Abstract:LLM applications are AI systems whose non-deterministic outputs and evolving model behavior make traditional testing insufficient for release governance. We present an automated self-testing framework that introduces quality gates with evidence-based release decisions (PROMOTE/HOLD/ROLLBACK) across five empirically grounded dimensions: task success rate, research context preservation, P95 latency, safety pass rate, and evidence coverage. We evaluate the framework through a longitudinal case study of an internally deployed multi-agent conversational AI system with specific marketing capabilities in active development, covering 38 evaluation runs across 20+ internal releases. The gate identified two ROLLBACK-grade builds in early runs and supported stable quality evolution over a four-week staging lifecycle while exercising persona-grounded, multi-turn, adversarial, and evidence-required scenarios.

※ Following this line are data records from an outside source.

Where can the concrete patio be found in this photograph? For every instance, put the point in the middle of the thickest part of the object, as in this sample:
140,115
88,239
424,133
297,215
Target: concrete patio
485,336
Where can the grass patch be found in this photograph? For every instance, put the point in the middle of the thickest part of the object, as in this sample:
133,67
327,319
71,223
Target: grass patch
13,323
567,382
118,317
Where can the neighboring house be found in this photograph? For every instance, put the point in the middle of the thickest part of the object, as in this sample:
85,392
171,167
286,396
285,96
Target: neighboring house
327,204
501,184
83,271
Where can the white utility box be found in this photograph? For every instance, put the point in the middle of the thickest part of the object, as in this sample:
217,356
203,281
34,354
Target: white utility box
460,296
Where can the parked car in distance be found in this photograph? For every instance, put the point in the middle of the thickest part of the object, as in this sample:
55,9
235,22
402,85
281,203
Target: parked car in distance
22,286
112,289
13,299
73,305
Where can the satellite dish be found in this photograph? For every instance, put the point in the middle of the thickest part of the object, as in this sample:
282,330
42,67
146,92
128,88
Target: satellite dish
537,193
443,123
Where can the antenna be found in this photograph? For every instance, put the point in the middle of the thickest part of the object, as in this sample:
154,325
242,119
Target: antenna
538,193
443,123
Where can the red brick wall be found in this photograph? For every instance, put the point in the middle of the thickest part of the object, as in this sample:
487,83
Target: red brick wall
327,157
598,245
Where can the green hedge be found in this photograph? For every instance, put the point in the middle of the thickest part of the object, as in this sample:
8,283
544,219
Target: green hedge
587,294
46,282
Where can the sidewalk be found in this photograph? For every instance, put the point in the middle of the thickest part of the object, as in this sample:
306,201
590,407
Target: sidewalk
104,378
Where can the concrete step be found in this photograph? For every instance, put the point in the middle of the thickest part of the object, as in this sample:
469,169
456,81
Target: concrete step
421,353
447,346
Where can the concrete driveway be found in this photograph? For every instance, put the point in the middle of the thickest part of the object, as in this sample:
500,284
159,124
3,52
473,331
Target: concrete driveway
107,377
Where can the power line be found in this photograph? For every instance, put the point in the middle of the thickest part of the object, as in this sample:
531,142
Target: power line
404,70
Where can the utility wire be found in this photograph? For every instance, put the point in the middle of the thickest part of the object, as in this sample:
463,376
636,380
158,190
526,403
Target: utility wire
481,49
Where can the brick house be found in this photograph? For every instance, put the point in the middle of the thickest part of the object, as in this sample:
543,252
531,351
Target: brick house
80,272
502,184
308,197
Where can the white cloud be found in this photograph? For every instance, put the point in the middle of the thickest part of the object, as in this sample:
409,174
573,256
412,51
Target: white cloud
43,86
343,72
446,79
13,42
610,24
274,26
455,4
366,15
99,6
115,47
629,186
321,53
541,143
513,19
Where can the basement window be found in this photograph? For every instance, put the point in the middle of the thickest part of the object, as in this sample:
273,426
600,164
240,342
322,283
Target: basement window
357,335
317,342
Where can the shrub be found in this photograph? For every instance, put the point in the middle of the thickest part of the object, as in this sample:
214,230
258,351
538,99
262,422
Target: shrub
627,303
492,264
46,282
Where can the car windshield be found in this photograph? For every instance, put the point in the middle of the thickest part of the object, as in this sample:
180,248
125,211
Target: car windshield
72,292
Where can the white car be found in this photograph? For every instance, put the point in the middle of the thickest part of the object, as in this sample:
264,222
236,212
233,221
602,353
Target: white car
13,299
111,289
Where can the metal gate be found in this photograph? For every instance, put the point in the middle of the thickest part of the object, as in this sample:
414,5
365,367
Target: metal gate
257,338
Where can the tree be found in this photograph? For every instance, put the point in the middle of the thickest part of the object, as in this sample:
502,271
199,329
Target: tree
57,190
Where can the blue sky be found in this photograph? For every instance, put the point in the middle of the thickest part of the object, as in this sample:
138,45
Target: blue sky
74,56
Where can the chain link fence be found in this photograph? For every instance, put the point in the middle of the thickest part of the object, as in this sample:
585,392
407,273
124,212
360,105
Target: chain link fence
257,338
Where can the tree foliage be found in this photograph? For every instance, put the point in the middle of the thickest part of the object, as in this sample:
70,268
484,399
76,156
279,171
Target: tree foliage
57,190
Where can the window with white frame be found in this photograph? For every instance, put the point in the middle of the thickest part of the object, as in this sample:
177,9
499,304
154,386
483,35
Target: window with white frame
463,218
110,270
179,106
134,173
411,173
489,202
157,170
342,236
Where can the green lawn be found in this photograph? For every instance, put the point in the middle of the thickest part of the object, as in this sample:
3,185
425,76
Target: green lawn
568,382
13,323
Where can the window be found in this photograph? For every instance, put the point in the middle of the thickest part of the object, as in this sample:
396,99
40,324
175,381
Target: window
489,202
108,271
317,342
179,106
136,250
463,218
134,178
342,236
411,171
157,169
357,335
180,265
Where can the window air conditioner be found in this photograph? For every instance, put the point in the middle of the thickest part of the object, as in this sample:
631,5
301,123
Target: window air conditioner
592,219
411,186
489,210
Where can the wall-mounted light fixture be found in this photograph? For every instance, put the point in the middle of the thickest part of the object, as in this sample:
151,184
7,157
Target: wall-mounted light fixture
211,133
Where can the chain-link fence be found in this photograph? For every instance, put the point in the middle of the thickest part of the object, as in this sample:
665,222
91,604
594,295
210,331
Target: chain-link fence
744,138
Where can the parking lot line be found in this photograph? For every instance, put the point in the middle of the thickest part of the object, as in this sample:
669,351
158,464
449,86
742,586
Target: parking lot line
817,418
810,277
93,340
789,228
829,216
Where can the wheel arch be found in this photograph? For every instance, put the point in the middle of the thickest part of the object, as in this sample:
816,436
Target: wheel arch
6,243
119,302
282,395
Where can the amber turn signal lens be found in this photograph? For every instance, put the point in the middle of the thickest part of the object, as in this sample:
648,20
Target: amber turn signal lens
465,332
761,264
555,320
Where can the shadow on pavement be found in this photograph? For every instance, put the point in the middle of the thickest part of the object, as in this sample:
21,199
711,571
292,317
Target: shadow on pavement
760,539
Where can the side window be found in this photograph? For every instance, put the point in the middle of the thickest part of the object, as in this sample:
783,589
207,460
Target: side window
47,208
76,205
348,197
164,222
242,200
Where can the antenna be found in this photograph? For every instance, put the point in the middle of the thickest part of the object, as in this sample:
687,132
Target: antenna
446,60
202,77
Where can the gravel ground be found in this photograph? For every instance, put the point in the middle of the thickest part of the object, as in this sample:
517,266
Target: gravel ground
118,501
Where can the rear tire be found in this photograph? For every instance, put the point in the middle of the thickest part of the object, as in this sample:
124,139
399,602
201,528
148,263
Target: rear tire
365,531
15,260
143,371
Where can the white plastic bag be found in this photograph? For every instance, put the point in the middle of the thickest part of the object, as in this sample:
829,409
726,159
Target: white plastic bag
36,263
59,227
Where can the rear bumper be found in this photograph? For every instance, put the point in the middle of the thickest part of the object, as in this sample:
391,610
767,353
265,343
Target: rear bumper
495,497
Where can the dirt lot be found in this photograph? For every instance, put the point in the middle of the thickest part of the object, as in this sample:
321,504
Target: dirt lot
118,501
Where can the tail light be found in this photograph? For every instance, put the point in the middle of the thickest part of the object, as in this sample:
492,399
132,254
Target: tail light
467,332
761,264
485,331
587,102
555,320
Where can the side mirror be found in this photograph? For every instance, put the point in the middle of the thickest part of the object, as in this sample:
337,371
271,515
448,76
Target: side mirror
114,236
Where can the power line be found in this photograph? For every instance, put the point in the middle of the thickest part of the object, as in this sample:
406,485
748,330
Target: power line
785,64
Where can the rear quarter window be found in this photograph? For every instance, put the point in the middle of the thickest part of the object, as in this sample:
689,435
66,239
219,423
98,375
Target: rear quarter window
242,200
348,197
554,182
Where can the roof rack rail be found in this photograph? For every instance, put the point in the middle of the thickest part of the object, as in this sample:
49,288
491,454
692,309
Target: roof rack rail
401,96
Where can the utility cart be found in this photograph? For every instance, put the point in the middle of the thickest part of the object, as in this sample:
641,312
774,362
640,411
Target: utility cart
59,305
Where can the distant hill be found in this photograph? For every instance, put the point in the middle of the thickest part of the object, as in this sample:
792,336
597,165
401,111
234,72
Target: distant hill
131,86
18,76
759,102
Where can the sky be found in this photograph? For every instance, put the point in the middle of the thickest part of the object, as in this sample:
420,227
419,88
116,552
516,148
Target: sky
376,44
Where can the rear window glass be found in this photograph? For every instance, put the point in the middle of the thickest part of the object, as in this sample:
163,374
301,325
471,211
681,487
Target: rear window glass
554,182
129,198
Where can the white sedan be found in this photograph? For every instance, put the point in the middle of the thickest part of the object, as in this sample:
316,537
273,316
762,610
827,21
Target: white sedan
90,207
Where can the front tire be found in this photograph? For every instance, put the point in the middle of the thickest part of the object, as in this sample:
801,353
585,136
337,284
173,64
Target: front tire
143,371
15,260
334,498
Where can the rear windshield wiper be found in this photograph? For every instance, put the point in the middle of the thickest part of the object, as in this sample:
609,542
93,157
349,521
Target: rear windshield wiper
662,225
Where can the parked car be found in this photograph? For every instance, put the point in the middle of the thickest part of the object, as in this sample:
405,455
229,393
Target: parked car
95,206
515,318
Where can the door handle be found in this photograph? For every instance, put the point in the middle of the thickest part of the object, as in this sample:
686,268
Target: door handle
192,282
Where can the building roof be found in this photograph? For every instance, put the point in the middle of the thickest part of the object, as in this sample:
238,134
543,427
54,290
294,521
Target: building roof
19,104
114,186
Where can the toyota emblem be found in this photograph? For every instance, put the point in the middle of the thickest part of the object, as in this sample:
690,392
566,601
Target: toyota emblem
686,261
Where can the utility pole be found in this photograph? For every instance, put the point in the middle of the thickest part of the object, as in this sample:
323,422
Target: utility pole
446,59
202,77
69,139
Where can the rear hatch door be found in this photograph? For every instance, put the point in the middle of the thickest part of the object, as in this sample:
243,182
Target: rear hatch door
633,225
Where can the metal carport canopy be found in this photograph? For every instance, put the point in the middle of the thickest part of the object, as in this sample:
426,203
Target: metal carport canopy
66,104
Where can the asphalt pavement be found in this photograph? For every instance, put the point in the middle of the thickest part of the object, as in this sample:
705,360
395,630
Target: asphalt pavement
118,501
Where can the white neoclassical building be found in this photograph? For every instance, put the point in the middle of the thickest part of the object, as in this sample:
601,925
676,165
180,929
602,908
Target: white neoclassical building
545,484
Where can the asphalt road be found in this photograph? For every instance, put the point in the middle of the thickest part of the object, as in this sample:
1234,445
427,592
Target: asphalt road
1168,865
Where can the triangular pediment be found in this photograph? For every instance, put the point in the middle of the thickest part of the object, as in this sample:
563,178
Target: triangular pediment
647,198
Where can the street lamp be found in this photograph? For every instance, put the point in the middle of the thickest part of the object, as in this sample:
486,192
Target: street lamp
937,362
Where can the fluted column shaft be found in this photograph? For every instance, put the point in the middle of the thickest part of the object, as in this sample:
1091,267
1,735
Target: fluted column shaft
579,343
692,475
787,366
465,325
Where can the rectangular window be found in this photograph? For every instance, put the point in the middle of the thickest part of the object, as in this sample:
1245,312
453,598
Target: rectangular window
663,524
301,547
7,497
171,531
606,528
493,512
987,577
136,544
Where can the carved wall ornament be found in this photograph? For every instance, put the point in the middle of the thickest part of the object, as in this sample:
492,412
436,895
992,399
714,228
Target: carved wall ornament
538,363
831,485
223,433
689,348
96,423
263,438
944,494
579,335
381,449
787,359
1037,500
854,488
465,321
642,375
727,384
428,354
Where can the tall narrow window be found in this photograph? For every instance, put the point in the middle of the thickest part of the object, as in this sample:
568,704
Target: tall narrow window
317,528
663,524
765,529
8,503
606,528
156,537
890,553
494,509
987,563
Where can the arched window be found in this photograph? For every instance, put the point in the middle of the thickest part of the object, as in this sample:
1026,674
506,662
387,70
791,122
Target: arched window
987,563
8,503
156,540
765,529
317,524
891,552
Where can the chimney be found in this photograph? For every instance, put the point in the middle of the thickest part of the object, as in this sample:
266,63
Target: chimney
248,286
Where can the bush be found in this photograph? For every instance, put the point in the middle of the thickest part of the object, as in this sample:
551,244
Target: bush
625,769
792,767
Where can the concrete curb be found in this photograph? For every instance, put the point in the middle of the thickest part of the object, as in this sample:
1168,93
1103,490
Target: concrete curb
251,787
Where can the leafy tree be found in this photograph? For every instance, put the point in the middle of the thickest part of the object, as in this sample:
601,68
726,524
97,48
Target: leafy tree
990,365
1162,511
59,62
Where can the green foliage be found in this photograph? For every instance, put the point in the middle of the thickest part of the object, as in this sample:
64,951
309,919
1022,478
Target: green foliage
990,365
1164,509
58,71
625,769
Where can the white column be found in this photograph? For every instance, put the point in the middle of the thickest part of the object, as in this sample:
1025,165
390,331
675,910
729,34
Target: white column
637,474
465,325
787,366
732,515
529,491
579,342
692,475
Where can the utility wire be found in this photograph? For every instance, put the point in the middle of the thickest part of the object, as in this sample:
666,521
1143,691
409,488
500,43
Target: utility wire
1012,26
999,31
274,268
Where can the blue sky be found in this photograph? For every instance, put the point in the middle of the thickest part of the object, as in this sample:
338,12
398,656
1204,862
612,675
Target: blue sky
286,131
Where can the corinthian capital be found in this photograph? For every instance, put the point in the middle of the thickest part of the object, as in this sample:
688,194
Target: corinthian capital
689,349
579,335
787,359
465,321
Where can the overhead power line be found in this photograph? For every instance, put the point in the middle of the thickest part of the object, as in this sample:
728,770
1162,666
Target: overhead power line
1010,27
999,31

Statistical analysis (Mann-Kendall trends, Spearman correlations, bootstrap confidence intervals), gate ablation, and overhead scaling indicate that evidence coverage is the primary severe-regression discriminator and that runtime scales predictably with suite size. A human calibration study (n=60 stratified cases, two independent evaluators, LLM-as-judge cross-validation) reveals complementary multi-modal coverage: LLM-judge disagreements with the system gate (kappa=0.13) are attributable to structural failure modes such as latency violations and routing errors that are invisible in response text alone, while the judge independently surfaces content quality failures missed by structural checks, validating the multi-dimensional gate design. The framework, supplementary pseudocode, and calibration artifacts are provided to support AI-system quality assurance and independent replication.